During the recent impromptu sit-in by House legislators, Paul Ryan, Speaker of the House, decided to adjourn the House and shut down C-Span network cameras. But that didn’t stop the broadcast -- not when everyone had a TV distribution platform in their pocket.
Technology had a work-around, mostly with Periscope, Facebook and Snapchat for live-streaming shared around the country. The likes of traditional TV networks, MSNBC and others picked up the feed -- even if the quality wasn't always the best.
Couple this with new legal rulings over the use of drones when it comes to journalism, and we keep on expanding into stuff that was seemingly private, making it public.

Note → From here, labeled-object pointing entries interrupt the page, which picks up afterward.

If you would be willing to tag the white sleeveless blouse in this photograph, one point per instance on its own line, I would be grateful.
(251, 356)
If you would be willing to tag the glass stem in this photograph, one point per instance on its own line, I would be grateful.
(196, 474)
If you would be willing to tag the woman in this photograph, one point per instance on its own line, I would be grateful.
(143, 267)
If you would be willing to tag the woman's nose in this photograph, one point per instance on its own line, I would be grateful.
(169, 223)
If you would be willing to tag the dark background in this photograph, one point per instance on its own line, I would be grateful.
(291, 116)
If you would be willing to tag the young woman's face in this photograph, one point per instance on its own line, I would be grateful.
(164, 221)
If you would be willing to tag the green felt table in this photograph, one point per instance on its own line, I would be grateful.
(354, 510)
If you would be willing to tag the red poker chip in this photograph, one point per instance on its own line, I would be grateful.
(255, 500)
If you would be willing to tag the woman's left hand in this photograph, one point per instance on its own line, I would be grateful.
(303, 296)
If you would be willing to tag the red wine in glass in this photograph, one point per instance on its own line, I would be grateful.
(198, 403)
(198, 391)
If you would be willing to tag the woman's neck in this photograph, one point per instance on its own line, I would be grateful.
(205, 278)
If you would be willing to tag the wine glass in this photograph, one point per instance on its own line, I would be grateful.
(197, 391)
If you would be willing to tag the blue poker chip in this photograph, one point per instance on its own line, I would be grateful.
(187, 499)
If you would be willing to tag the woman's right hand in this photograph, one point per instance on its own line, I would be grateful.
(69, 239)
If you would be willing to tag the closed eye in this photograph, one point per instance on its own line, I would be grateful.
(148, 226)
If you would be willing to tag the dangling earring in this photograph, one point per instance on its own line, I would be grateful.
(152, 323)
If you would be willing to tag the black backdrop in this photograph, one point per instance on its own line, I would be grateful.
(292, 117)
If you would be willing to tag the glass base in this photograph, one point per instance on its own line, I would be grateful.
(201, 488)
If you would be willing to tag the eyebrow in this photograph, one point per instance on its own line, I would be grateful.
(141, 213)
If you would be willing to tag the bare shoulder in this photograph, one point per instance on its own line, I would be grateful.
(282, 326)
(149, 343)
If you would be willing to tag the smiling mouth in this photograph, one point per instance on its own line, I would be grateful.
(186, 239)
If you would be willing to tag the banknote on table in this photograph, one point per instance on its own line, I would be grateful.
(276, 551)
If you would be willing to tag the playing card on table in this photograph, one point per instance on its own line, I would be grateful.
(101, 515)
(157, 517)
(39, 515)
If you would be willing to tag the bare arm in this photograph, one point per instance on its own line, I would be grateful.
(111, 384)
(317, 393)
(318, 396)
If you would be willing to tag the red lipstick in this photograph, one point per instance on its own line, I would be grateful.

In effect, the House situation let lawmakers become their own camera crews. And why not? Taking matters into their own hands, they are increasingly some of our best entertainers -- even when talking about serious issues!
But rules were broken, according to Republican leaders of the house. The use of cameras is prohibited when the House of Representatives is not in session.
Now we might wonder, what is next? When will smartphone cameras make their way into the Supreme Court proceedings, all to get a keen insight into the workings of democracy?
Surely, some up-close and personal military/police operations wouldn’t lend themselves to “live” TV transmission. We know many enforcement personnel are required to have cameras on their bodies -- but for private transmissions only, to replay specific actions.
A gunman/shooting scenario in movie theater in Germany brings up more questions. MSNBC, for one, was careful to note video from Periscope running on its network showing the situation was not live.
Raw video of governmental or non-government activities may not always be gripping drama -- even on C-Span itself. Still for many, there can be nuggets of valuable information.
But with all our growing media usage, do we even have the time to be our own curators, editors or TV producers?